FORT WORTH, TX, Feb. 8, 2010 (Marketwire) -- Quicksilver Resources Inc. (NYSE: KWK) today announced that it has agreed with BreitBurn Energy Partners L.P. (NASDAQ: BBEP) and Provident Energy Trust (NYSE: PVX) to settle all existing litigation among the parties, subject to execution of final settlement documentation and payment of damages. The following terms are included in the settlement:
-- Quicksilver will retain full voting rights on its approximate 21.348
million units of BreitBurn, representing approximately 41% of the
outstanding partnership interests, in accordance with the provisions
of a limited standstill agreement;
-- Messrs Washburn and Breitenbach will resign from the BreitBurn board
of directors and Quicksilver shall have the right to name two of the
six members of the BreitBurn board;
-- BreitBurn will resume regular quarterly cash distributions starting
at the minimum annual rate of $1.50 per unit, beginning with the first
quarter and payable in the second quarter of 2010, resulting in an
expected annual distribution of approximately $32 million to
-- Quicksilver will receive a total of $18 million; $13 million to be
paid by BreitBurn and $5 million to be paid by Provident.

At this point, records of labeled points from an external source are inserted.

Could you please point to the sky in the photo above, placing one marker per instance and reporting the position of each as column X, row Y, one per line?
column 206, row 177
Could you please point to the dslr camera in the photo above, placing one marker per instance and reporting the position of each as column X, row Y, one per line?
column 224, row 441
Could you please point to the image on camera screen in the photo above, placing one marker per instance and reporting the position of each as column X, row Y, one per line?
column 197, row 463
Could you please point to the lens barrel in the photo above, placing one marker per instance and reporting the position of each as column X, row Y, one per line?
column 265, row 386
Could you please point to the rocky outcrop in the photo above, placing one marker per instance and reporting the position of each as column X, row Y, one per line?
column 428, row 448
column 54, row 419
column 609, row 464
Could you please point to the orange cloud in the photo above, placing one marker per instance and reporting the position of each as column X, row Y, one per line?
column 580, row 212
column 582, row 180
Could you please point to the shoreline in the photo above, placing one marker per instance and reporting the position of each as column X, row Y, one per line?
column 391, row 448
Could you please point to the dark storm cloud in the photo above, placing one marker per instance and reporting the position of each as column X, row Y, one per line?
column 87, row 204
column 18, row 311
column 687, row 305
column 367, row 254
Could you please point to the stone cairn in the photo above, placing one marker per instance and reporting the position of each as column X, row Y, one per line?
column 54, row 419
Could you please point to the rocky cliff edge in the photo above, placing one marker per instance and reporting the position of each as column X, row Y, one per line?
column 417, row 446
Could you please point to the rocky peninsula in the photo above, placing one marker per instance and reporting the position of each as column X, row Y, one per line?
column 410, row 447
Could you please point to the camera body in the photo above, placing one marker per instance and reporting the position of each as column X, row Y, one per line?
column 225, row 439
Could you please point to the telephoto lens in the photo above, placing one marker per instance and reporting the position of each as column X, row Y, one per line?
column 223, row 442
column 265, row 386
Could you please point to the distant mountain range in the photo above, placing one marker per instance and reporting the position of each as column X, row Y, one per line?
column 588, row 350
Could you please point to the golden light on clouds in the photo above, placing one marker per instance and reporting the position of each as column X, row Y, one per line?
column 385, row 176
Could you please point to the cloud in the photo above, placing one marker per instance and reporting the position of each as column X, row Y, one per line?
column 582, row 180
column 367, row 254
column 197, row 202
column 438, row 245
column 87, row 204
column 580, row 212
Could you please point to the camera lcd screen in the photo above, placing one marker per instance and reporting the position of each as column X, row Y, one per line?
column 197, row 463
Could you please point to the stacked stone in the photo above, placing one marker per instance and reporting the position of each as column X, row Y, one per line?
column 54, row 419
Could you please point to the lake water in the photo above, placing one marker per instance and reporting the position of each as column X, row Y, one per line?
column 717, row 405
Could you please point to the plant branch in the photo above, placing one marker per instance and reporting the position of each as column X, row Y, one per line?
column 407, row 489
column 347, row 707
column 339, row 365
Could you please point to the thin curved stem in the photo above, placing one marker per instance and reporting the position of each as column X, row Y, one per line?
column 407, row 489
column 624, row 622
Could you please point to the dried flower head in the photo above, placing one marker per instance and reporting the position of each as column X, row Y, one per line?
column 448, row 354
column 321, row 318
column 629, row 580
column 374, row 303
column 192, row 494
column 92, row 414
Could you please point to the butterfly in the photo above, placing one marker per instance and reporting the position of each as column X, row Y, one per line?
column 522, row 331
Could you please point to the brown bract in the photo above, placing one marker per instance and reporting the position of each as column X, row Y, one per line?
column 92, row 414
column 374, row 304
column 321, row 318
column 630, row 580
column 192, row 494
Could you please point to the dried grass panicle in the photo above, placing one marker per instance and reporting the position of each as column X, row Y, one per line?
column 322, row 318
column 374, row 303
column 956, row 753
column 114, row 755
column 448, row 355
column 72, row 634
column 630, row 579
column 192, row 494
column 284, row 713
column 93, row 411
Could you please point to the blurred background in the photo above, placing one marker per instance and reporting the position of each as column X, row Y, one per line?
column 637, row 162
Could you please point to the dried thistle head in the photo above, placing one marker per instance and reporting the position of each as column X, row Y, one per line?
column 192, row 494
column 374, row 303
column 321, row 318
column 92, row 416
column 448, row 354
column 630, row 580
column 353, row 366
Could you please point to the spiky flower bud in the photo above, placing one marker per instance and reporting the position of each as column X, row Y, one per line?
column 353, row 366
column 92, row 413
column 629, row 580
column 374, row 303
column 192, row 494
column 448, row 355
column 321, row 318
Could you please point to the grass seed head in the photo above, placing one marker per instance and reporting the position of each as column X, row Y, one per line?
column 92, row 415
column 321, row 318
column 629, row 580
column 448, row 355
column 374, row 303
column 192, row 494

About Quicksilver Resources
Fort Worth, Texas-based Quicksilver Resources is a natural gas and crude oil exploration and production company engaged in the development and acquisition of long-lived, unconventional natural gas reserves, including coalbed methane, shale gas, and tight sands gas in North America. The company has U.S. offices in Fort Worth, Texas; Glen Rose, Texas and Cut Bank, Montana. Quicksilver's Canadian subsidiary, Quicksilver Resources Canada Inc., is headquartered in Calgary, Alberta. For more information about Quicksilver Resources, visit www.qrinc.com.

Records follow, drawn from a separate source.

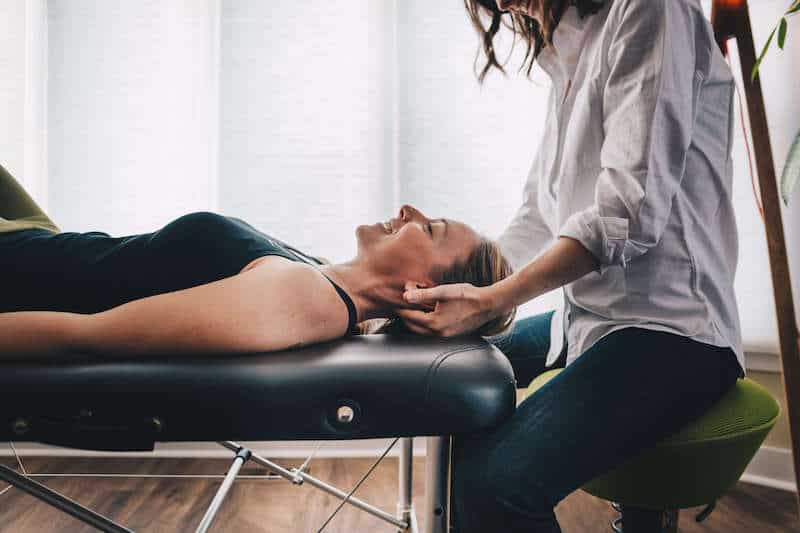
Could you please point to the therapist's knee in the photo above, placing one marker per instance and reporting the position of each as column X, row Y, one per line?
column 498, row 487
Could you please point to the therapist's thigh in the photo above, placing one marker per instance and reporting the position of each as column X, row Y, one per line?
column 526, row 345
column 630, row 390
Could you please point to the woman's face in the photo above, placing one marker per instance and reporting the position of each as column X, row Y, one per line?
column 523, row 7
column 414, row 247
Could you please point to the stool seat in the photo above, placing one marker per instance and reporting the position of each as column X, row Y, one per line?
column 695, row 465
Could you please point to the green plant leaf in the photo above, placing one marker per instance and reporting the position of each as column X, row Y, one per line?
column 791, row 172
column 761, row 57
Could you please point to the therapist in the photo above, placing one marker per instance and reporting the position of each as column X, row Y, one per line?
column 628, row 208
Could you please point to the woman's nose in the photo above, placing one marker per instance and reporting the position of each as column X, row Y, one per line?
column 407, row 213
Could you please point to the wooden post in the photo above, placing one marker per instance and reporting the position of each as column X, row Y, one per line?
column 731, row 20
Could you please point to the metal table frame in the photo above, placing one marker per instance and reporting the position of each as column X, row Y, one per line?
column 437, row 489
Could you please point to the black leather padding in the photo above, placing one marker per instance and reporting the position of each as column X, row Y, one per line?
column 393, row 385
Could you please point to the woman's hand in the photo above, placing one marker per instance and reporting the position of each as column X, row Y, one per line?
column 457, row 308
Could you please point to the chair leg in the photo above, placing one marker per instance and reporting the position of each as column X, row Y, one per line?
column 638, row 520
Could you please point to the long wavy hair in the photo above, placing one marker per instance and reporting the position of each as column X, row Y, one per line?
column 485, row 266
column 488, row 20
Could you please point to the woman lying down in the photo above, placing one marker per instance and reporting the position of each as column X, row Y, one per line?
column 210, row 284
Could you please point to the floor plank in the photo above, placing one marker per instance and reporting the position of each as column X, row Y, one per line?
column 177, row 505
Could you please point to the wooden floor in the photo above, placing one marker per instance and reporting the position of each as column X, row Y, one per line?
column 149, row 505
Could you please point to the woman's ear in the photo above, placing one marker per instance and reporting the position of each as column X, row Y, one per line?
column 411, row 285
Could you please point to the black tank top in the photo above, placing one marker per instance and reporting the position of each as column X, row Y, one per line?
column 91, row 272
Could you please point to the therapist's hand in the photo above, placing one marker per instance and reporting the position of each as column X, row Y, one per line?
column 456, row 309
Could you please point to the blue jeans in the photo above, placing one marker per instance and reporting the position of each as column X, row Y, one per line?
column 630, row 390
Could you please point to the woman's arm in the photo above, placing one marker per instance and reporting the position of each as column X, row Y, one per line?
column 277, row 305
column 38, row 333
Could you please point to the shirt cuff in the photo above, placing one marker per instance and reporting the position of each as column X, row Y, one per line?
column 606, row 238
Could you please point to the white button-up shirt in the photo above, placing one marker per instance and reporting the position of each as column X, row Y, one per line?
column 635, row 164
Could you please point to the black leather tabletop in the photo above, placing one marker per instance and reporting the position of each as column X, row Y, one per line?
column 393, row 386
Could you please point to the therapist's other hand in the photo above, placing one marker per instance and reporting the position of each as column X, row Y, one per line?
column 456, row 309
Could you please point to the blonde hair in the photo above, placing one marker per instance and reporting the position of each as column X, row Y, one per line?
column 485, row 266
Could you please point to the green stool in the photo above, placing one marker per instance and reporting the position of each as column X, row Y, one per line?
column 693, row 467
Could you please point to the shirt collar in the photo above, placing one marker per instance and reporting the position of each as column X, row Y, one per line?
column 561, row 57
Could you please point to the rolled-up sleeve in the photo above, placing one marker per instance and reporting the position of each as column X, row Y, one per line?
column 648, row 97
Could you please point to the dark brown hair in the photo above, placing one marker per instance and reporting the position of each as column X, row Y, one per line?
column 536, row 36
column 485, row 266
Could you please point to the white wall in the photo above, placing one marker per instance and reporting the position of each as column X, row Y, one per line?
column 133, row 110
column 23, row 105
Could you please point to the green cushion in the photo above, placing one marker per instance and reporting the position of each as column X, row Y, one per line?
column 698, row 463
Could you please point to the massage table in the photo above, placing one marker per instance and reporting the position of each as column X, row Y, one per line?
column 364, row 387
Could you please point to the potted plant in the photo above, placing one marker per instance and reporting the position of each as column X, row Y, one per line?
column 791, row 171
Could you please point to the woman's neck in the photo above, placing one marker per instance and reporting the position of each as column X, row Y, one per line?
column 374, row 295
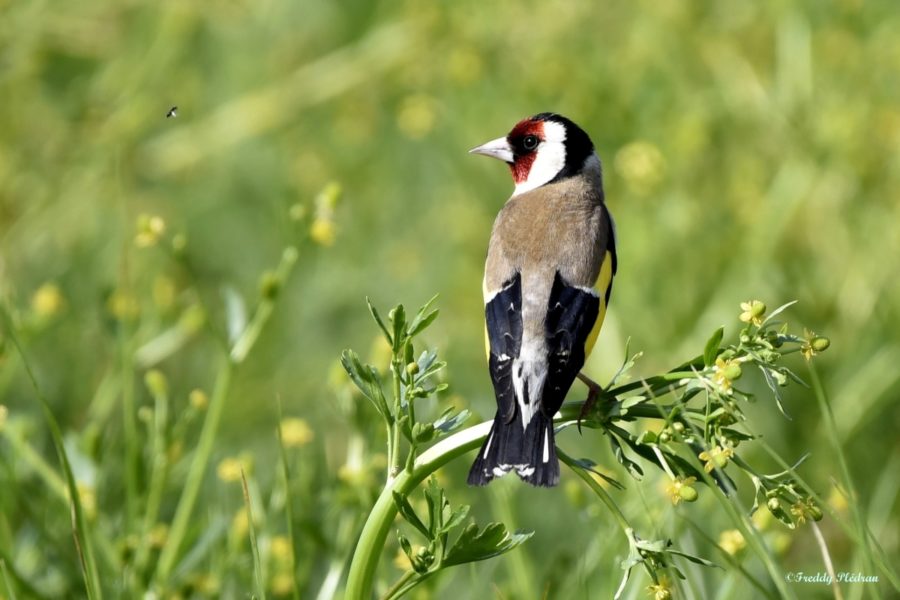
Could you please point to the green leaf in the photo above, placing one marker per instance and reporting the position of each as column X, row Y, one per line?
column 656, row 546
column 404, row 543
column 711, row 350
column 695, row 559
column 406, row 511
column 622, row 374
column 768, row 375
column 448, row 422
column 398, row 321
column 588, row 465
column 778, row 311
column 633, row 468
column 378, row 320
column 476, row 544
column 366, row 378
column 434, row 497
column 456, row 518
column 423, row 318
column 235, row 313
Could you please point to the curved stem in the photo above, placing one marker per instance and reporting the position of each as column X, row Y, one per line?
column 374, row 533
column 371, row 540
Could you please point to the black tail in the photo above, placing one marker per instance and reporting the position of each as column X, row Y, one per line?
column 530, row 452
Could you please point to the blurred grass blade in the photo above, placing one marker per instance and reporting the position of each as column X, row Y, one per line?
column 81, row 533
column 254, row 545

The statements in this press release regarding future events, occurrences, circumstances, activities, performance, outcomes and results are forward-looking statements within the meaning of the Private Securities Litigation Reform Act of 1995. Although these statements reflect the current views, assumptions and expectations of Quicksilver Resources' management, the matters addressed herein are subject to numerous risks and uncertainties, which could cause actual activities, performance, outcomes and results to differ materially from those indicated. Factors that could result in such differences or otherwise materially affect Quicksilver Resources' financial condition, results of operations and cash flows include: changes in general economic conditions; fluctuations in natural gas, natural gas liquids and crude oil prices; failure or delays in achieving expected production from exploration and development projects; uncertainties inherent in estimates of natural gas, natural gas liquids and crude oil reserves and predicting natural gas, natural gas liquids and crude oil reservoir performance; effects of hedging natural gas, natural gas liquids and crude oil prices; fluctuations in the value of certain of our assets and liabilities; competitive conditions in our industry; actions taken or non-performance by third parties, including suppliers, contractors, operators, processors, transporters, customers and counterparties; changes in the availability and cost of capital; delays in obtaining oilfield equipment and increases in drilling and other service costs; operating hazards, natural disasters, weather-related delays, casualty losses and other matters beyond our control; the effects of existing and future laws and governmental regulations; and the effects of existing or future litigation; as well as, other factors disclosed in Quicksilver Resources' filings with the Securities and Exchange Commission. Except as required by law, we do not intend to update or revise any forward-looking statements, whether as a result of new information, future events, or otherwise.